But what exactly is "YOUR WORK?"
Well, a good rule of thumb is my version of the PRECIS TEMPLATE (you can look that up on Google or go on the side bar for a link related to that). The method I used before I ever heard of said device was the algebraic formula that I invented:
X uses Y to show Z
X, list credentials, uses Y to show Z
When W combines with X, Y occurs. This means Z.
There are many other ways you can write said formulas, but in the end, no matter what verb you use, the result is the same: You have found facts and you have made them your own by stating that they have some purpose other than just existing.
The same is true for a quote. If you don't connect it into the flow of your paper and state what it means, it's a refrigerator magnet. It's a cool quote, but that's about it.

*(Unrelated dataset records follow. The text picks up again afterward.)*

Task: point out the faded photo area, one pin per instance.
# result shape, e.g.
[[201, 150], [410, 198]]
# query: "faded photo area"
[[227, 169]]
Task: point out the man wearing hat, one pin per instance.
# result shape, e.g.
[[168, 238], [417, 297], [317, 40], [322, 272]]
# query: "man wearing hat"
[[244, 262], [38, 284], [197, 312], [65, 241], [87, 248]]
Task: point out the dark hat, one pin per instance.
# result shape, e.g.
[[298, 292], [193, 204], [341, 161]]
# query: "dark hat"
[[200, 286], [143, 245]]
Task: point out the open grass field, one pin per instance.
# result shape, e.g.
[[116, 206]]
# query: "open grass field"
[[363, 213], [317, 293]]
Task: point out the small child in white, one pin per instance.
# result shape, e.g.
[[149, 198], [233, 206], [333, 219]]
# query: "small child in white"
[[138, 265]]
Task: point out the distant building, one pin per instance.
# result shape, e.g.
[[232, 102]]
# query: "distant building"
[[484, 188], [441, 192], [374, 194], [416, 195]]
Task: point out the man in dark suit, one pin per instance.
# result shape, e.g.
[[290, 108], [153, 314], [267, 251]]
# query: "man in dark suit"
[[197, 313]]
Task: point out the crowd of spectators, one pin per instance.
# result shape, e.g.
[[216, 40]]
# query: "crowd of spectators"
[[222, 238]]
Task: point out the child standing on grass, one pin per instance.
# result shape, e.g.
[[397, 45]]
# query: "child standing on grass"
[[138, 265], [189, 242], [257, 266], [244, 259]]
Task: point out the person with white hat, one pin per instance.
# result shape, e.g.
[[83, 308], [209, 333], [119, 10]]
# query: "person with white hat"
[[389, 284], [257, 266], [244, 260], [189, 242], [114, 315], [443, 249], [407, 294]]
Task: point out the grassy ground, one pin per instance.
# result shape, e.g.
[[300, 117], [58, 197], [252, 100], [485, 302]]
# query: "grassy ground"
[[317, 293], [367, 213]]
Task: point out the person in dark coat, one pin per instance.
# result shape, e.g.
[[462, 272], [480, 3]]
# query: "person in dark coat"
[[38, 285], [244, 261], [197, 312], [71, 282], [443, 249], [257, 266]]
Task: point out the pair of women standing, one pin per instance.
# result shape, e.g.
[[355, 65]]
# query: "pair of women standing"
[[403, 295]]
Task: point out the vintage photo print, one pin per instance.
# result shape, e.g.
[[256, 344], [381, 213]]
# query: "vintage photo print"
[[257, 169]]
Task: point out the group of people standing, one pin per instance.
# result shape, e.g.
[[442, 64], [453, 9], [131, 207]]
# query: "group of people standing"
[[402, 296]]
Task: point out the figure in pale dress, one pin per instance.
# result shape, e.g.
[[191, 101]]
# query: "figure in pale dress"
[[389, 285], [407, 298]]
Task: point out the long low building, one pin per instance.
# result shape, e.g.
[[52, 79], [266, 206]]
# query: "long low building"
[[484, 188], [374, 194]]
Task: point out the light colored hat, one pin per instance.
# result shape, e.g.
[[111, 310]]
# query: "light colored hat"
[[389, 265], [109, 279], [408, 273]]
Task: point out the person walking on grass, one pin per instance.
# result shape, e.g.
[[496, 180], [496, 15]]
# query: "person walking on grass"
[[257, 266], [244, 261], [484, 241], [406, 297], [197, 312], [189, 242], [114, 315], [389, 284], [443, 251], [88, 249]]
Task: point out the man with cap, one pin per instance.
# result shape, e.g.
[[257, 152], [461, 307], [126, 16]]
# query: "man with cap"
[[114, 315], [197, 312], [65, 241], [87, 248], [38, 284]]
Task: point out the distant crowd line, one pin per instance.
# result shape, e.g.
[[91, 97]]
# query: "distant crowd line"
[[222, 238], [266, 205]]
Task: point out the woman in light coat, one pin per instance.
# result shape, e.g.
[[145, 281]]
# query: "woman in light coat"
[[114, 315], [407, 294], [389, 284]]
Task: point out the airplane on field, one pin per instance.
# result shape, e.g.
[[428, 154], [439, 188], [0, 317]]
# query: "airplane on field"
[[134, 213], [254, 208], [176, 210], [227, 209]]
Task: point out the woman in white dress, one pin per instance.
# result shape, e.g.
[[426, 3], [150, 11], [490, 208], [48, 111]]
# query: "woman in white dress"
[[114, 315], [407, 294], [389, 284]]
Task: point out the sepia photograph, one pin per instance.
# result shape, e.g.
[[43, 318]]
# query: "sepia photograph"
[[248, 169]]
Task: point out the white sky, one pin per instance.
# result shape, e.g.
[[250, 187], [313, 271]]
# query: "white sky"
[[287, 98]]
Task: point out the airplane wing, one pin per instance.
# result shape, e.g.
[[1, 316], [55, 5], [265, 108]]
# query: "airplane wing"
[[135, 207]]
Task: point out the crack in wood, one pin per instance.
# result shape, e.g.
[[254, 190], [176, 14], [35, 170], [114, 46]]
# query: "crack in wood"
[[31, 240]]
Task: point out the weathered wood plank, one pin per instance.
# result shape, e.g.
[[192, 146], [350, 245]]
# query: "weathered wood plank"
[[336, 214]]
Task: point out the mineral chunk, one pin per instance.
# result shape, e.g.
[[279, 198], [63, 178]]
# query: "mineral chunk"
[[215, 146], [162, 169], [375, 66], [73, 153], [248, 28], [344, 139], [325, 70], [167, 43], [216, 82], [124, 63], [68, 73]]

So how do we make these things your own?
The car doesn't work properly. You can use your big old brain to TROUBLESHOOT and tell me why.
The historical facts say that Samuel Mudd was in cahoots with John Wilkes Booth, so he was sentenced to life in prison (he was later pardoned for using his medical skills during a yellow fever outbreak at Dry Tortugas prison).You revisit the case and IMPLY from available facts whether he was guilty.
There are a lot of fish dying in the river near where you go hunting. You use your big old brain to DEDUCE the reasons why and fight to solve the problem with reasonable and effective solutions. (on that note, just because Balanced Politics Dot Org and Pro Con Dot Org list great reasons why, how can you use your voice to affect my heart and my mind in making the change instead of just using standard "canned" arguments that you write out in a list?).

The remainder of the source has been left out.